4. Supply of food, beverages in trains to be taxed individually: AAR

This ruling basically made food ordered on Indian Railways a bit more expensive. The Authority for Advance Ruling (AAR) held that the train is a mode of transport and cannot be termed as a restaurant, eating joint, mess or canteen, etc. Therefore, the supply of food, bottled water and the like did not boast any element of service so GST should be charged on individual items at the applicable rates. Previously, it was charged at the 5% concessional rate.

5. Builder penalised for not passing on the benefit of ITC to buyers

Over a 100 home buyers had filed an application against Pyramid Infratech for not passing on the Input Tax Credit (ITC) of the GST paid on construction services. The National Anti-profiteering Authority (NAA) directed the company to refund or reduce Rs 8.22 crore from the buyers’ last instalment along with 18% interest per annum to be calculated from the date of the receipt of the excess amount from each buyer.
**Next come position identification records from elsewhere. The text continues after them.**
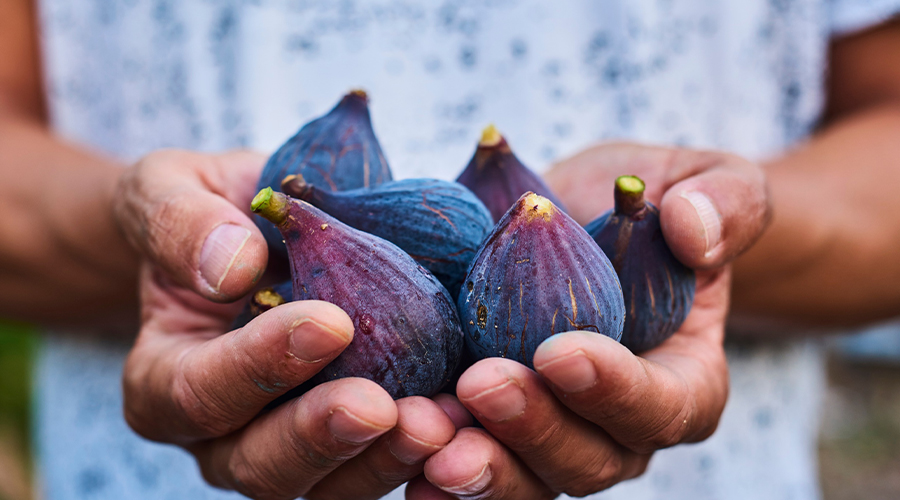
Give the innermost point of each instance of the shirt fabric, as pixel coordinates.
(130, 76)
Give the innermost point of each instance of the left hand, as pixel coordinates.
(593, 413)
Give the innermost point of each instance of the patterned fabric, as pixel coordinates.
(130, 76)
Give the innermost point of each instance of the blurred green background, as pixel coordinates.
(17, 347)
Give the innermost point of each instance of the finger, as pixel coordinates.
(287, 451)
(422, 430)
(420, 489)
(675, 395)
(458, 413)
(567, 452)
(475, 465)
(188, 213)
(180, 388)
(714, 207)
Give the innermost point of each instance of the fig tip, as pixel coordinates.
(261, 198)
(630, 184)
(490, 136)
(359, 93)
(268, 297)
(535, 205)
(270, 205)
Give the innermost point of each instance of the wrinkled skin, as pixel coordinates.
(592, 413)
(192, 381)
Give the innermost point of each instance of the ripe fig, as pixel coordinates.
(407, 333)
(658, 289)
(440, 224)
(498, 178)
(538, 274)
(337, 151)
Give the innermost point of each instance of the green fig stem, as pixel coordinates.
(490, 137)
(267, 298)
(359, 93)
(629, 196)
(271, 205)
(296, 186)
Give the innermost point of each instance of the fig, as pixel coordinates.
(538, 274)
(658, 289)
(337, 151)
(498, 178)
(407, 332)
(440, 224)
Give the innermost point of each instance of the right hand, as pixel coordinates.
(191, 382)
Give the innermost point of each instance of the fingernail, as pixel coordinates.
(220, 251)
(571, 373)
(709, 217)
(410, 455)
(312, 342)
(349, 428)
(499, 403)
(474, 485)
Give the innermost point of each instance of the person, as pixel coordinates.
(130, 78)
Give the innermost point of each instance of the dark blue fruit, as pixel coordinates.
(336, 152)
(440, 224)
(498, 178)
(658, 289)
(407, 333)
(538, 274)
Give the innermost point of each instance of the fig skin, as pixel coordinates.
(658, 288)
(498, 178)
(440, 224)
(337, 151)
(538, 274)
(407, 333)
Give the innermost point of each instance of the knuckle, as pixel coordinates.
(202, 416)
(609, 473)
(313, 452)
(250, 480)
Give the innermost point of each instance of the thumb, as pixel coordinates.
(710, 218)
(188, 214)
The builder has since moved Delhi High Court.

6. No tax on goods procured from one country and directly supplied to another: AAR

Synthite Industries Ltd had filed an application for advance ruling to determine if GST is applicable on sale of goods that are shipped directly from China to the USA without entering India. The AAR held that the goods are liable to GST when imported into India. Hence, in the above case, the assessee isn’t liable to pay IGST.

7. No credit of Krishi Kalyan Cess allowed under GST: AAAR

Kansai Nerolac Paints Ltd filed an application for Advance Ruling regarding admissibility of Krishi Kalyan Cess (KKC) as input tax credit under the GST Act. The AAR held that the ITC of KKC could not be carried forward under GST. The Maharashtra Appellate Authority for Advance Ruling (AAAR) subsequently held that cess and duty are separate levies and cannot be equated. The credit of KKC can only be utilised for payment of the same.

8. GST on services by corporate office employees for other units: AAR

The body held that corporate office and the units are distinct persons, so activities performed by employees of a corporate office for other units of company shall be treated as supplies as per the CGST Act. Hence, GST would be applicable even if made without consideration, the AAR ruled on an application filed by Columbia Asia Hospitals. This ruling was subsequently upheld by Karnataka’s AAAR.

9. GST paid under wrong head can be adjusted under another: High Court

The Kerala High Court in November ruled that any GST mistakenly paid under one head can be adjusted under the correct head. It observed that the GST Act provides for the refund of the tax paid mistakenly under one head instead of another, like ‘SGST’ instead of ‘IGST’, but the GST Refund Rules also speak of adjustment. It was further observed that where the amount of refund is completely adjusted against any outstanding demand under the Act, an order giving details of the adjustment to be made in Part A of Form GST RFD-07.

10. GST registration limit for property co-owners to be checked individually: AAR

The AAR held that when the rent is collected together and divided equally between respective co-owners of a jointly owned property, the small business exemption for registration under GST will be available to all the co-owners separately. The total rent from all the properties will not be a factor in this case.